Burberry Hong Kong will ride out downturn
Burberry Hong Kong stores will continue to trade as they are with no short-term plans to close any stores, despite a “double-digit” same-store sales decline over the last quarter.
The UK-headquartered luxury apparel brand reported a disappointing half-year profit overnight, with operating profit down 5 per cent on revenue up 5 per cent. A one-off charge of £26.1 million from the write-down of its struggling beauty business hammered year-on-year comparisons.
CFO Carol Fairweather told a media conference call Burberry has “no near-term plans to close stores” in Hong Kong.
But while Hong Kong continued to struggle, Burberry Asia showed significant improvement, sales down in the “low single digits”. It appears Mainland Chinese consumers are buying the brand’s products at home, rather than in Hong Kong. Efforts to attract locals into Hong Kong stores have so far failed to pay off.
Nivindya Sharma, senior analyst with Verdict Retail, says brand’s story remains broadly the same, with wholesale and licensing continuing to drag down total revenue growth.
Beyond Asia, first-half year retail revenue was boosted by a 30 per cent uplift in second quarter UK like-for-like sales as shoppers rushed to take advantage of the weaker pound helping the EMEIA region to grow 10 per cent.
“However, the Americas remain a particular bugbear for the luxury player, as the continuing struggle of department stores in the region and their resultant tighter inventory controls hurt Burberry’s wholesale revenue, while a volatile political environment dampens domestic customer demand further in the second half, affecting retail division revenue,” says Sharma.
Burberry expects the second half year to be broadly the same as the first half and has kept its profit guidance for the full-year unchanged – licensing will be the main drag on growth due to the expiry of a number of Japanese licenses, while net new space is expected to contribute low single-digit percentage growth to the full year overall.

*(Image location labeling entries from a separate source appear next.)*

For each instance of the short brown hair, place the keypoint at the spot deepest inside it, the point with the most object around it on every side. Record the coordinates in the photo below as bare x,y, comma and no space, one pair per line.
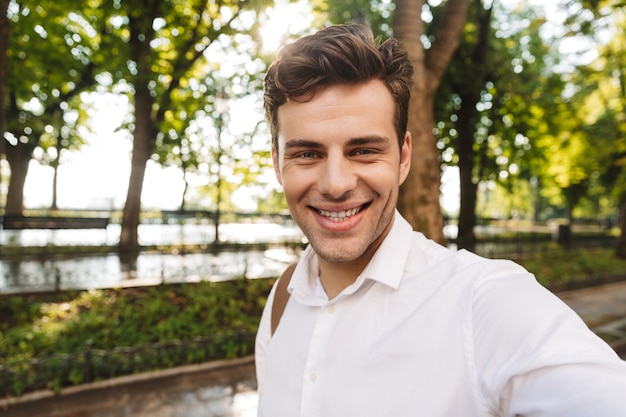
337,54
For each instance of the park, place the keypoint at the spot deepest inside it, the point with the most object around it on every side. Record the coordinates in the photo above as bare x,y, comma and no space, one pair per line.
142,226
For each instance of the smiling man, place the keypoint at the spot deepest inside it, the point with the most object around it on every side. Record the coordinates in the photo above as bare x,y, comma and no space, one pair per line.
378,320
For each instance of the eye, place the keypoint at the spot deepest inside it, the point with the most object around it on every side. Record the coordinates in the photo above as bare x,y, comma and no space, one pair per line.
307,155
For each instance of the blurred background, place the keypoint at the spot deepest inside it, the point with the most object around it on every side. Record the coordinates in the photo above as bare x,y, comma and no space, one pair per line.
135,153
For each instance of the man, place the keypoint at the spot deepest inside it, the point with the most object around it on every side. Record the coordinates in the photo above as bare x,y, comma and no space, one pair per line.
381,321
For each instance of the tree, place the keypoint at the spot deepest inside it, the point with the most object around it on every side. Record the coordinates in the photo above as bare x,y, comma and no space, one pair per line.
4,46
49,65
167,42
420,194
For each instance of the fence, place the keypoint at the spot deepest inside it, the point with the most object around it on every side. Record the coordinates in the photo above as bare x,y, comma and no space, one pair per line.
62,370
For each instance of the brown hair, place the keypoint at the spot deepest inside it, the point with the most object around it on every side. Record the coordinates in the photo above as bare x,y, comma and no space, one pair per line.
337,54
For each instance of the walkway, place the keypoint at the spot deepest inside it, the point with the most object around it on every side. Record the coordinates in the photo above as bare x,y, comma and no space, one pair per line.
603,308
228,388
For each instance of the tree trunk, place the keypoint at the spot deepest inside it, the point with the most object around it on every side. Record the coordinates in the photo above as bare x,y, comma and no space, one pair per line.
465,150
4,46
419,199
621,218
18,157
142,139
141,30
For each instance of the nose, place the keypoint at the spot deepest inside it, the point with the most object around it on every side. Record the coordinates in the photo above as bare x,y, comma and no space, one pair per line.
337,177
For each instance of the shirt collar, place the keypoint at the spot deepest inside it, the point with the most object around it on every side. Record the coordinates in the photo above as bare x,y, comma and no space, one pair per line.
386,266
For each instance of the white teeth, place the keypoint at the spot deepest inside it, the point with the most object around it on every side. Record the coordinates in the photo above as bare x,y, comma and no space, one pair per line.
338,216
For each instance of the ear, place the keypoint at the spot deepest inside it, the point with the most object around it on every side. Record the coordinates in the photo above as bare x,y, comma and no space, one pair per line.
275,161
405,157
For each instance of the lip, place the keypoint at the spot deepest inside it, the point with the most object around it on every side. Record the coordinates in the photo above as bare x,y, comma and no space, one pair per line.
339,218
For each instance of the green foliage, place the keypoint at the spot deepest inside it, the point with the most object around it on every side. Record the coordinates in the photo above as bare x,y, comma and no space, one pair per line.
559,270
32,327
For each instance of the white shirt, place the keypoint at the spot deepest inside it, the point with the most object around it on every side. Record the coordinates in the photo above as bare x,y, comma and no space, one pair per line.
426,331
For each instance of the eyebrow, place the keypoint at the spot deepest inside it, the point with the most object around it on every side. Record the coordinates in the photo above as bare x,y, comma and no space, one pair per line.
311,144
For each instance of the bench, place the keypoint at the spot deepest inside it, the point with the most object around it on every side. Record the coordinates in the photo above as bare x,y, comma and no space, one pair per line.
53,222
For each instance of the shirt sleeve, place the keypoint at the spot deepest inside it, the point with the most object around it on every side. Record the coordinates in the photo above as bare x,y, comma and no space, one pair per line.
263,337
535,356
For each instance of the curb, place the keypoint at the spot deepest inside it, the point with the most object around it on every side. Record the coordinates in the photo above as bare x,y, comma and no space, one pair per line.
215,370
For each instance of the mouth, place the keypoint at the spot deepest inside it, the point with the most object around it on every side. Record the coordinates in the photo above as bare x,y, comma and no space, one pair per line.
339,216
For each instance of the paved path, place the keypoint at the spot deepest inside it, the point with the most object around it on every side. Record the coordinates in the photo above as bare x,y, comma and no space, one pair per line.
603,308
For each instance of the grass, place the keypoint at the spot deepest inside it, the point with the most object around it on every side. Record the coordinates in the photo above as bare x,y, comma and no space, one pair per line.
40,325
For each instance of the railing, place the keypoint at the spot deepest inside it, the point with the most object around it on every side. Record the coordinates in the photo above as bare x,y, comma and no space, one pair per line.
63,370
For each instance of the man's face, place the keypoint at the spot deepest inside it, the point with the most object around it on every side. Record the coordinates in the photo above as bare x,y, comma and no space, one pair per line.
340,167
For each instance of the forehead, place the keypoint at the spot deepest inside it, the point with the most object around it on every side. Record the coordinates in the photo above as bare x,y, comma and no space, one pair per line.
338,112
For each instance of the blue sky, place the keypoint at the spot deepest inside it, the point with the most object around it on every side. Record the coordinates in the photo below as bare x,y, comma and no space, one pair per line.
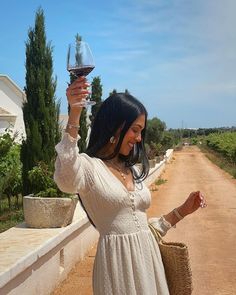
178,57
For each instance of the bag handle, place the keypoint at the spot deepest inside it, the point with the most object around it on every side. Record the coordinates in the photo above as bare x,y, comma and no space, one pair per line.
155,232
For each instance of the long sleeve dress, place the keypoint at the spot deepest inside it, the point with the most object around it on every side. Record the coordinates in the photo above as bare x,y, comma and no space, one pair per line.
128,260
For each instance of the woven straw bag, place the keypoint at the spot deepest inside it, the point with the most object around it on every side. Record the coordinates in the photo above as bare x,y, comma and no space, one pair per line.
176,262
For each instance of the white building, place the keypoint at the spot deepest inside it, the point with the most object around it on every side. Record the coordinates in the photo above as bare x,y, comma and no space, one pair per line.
11,102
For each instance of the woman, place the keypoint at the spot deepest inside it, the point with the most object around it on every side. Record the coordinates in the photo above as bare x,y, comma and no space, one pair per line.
112,190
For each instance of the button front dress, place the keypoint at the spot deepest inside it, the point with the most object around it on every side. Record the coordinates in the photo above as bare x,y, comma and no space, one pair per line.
128,260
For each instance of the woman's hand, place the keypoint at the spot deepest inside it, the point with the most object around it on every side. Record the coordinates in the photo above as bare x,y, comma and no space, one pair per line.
194,201
77,91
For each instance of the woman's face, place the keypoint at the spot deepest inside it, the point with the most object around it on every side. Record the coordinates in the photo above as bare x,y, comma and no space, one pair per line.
133,135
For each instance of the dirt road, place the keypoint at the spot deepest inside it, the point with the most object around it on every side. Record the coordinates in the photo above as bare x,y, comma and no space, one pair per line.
210,233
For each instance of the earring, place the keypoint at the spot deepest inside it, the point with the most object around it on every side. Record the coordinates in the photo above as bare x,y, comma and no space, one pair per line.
112,140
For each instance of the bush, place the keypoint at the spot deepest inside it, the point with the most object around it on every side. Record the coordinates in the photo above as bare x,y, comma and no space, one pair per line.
41,180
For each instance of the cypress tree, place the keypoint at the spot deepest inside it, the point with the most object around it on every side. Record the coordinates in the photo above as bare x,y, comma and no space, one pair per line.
83,131
41,112
96,96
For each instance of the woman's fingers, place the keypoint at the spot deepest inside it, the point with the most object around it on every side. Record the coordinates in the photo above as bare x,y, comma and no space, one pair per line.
78,90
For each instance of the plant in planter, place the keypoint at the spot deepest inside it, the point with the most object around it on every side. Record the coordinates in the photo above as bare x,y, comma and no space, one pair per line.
47,206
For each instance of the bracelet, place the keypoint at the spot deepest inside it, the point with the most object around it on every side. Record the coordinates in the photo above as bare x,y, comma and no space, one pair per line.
176,212
70,126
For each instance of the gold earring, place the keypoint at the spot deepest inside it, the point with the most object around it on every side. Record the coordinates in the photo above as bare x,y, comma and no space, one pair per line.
112,140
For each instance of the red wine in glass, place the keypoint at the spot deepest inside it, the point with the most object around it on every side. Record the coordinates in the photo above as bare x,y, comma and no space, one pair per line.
80,63
81,71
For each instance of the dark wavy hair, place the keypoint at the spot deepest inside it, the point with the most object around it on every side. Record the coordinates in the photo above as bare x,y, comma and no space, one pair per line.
119,110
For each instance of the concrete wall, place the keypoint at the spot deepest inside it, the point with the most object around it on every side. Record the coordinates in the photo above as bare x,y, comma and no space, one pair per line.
35,261
11,99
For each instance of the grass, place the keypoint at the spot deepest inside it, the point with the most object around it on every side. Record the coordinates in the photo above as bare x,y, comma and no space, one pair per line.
10,217
219,160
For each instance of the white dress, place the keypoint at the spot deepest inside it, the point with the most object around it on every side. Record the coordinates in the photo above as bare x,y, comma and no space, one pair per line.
128,261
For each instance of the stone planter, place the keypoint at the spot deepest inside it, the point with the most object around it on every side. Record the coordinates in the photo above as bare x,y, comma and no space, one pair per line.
152,163
48,212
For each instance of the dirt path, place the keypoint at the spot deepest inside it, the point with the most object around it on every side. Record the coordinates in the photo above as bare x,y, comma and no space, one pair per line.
210,233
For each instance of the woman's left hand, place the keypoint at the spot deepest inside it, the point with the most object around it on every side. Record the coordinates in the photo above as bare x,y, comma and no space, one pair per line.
194,201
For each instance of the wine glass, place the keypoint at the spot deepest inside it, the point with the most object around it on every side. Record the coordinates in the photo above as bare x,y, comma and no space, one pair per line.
80,63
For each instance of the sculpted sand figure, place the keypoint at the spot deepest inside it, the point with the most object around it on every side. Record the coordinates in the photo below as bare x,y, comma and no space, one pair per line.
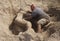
38,18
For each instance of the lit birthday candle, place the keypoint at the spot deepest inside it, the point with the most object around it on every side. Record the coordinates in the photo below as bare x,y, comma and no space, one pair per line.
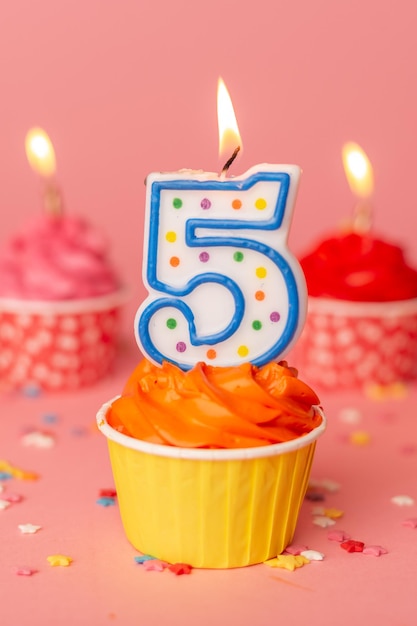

“The environment for luxury brands will remain challenging over the remainder of 2016 and into 2017 as consumer confidence remain shaky across markets affecting disposable incomes, and new CEO Marco Gobetti will have quite the task at hand when he takes over in early 2017, to ensure Burberry weathers the storms ahead,” predicts Sharma.
“However, the luxury brand has many aces up its sleeve especially in terms of product innovation and customer experience. Its first see-now buy-now collection launched in stores in September and will help the retailer tap into customer demand for fresh-off-the-runway clothing that can be worn straightaway, while the recent revamp of burberry.com to make it more customer-responsive, will improve conversion levels and customer satisfaction.”
The company will also likely be focusing on restoring its ailing beauty business. Four years ago it bought back its beauty and fragrances licenses, saying there were significant opportunities in the space. Underlying first-half sales falling 17 per cent.